Segundo a ONU, 2025 e os primeiros meses do ano registraram o maior número de mortes civis desde o início do conflito, superando os totais de 2023 e 2024 juntos. Ataques sistemáticos a redes de energia e infraestrutura agravam a situação, principalmente durante o inverno rigoroso, que tem registrado temperaturas abaixo de zero, chegando a menos 20°C. Muitos ucranianos enfrentam interrupções severas no fornecimento de energia, como relata Yana, colaboradora do Unops em Kyiv, que dispõe de apenas uma hora de eletricidade estável por dia.
No setor de saúde, a Organização Mundial da Saúde (OMS) documentou um aumento de 20% nos ataques a entidades de saúde em 2023 comparados a 2024. Desde 2022, foram registrados 2.882 ataques a postos de saúde, afetando profissionais, ambulâncias e estoques de medicamentos e equipamentos.
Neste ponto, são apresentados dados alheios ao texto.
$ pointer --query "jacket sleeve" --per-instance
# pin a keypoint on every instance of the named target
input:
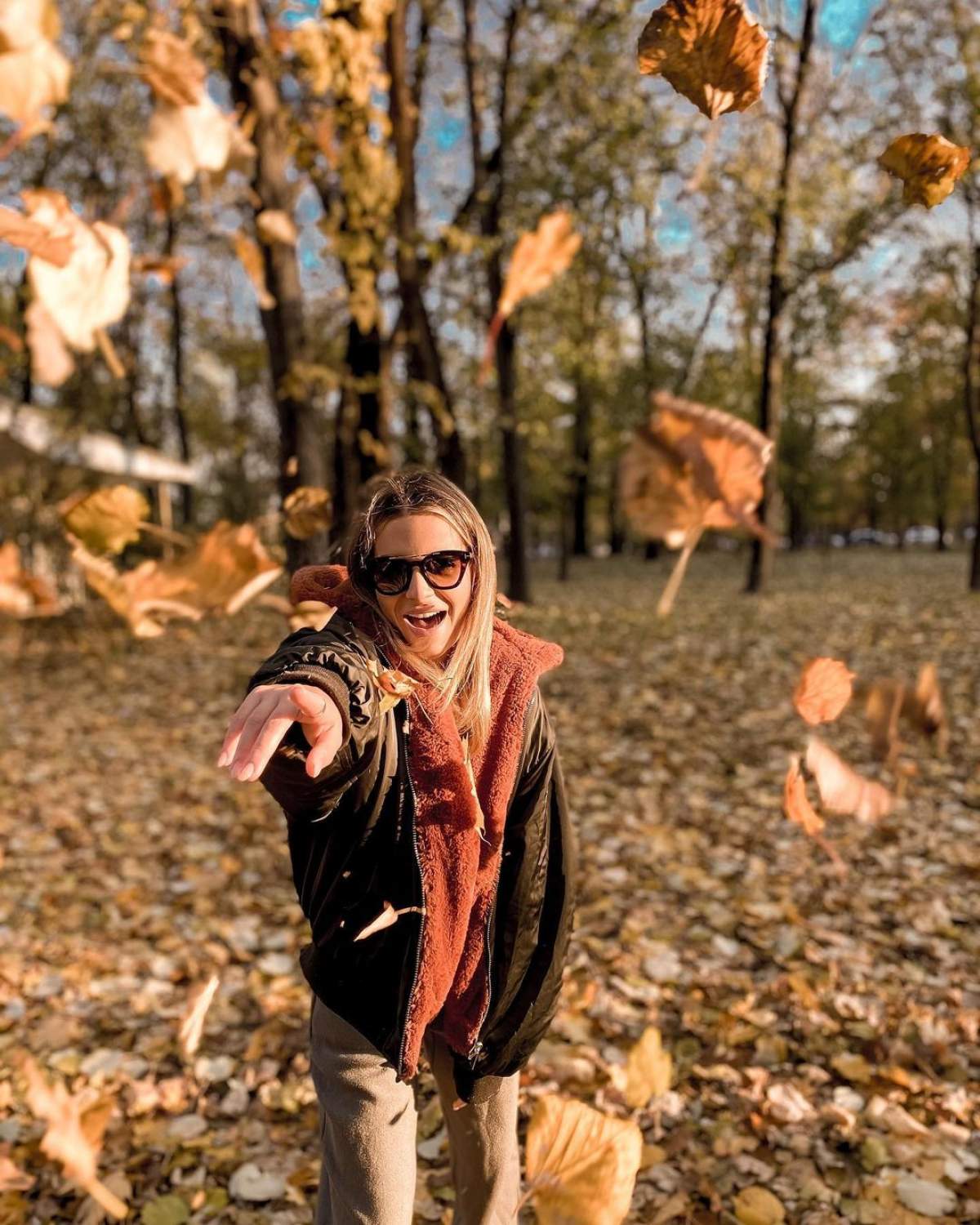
(333, 661)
O Unops destaca o esgotamento de famílias e instituições diante dos anos de guerra e da constante incerteza.
Relatórios da Missão das Nações Unidas apontam graves violações do direito internacional humanitário, especialmente pelas autoridades russas, com virtual impunidade. Há relatos de execuções de civis e militares ucranianos, aumento de execuções de prisioneiros de guerra no fim do ano passado e casos de violência sexual. Maus-tratos a detidos também foram documentados do lado ucraniano, principalmente em 2022.
O secretário-geral António Guterres classificou a guerra como “uma mancha na consciência coletiva e uma ameaça à paz e segurança regional e internacional”. Ele reiterou o pedido da ONU por um cessar-fogo incondicional e por uma solução política pacífica baseada na Carta da ONU.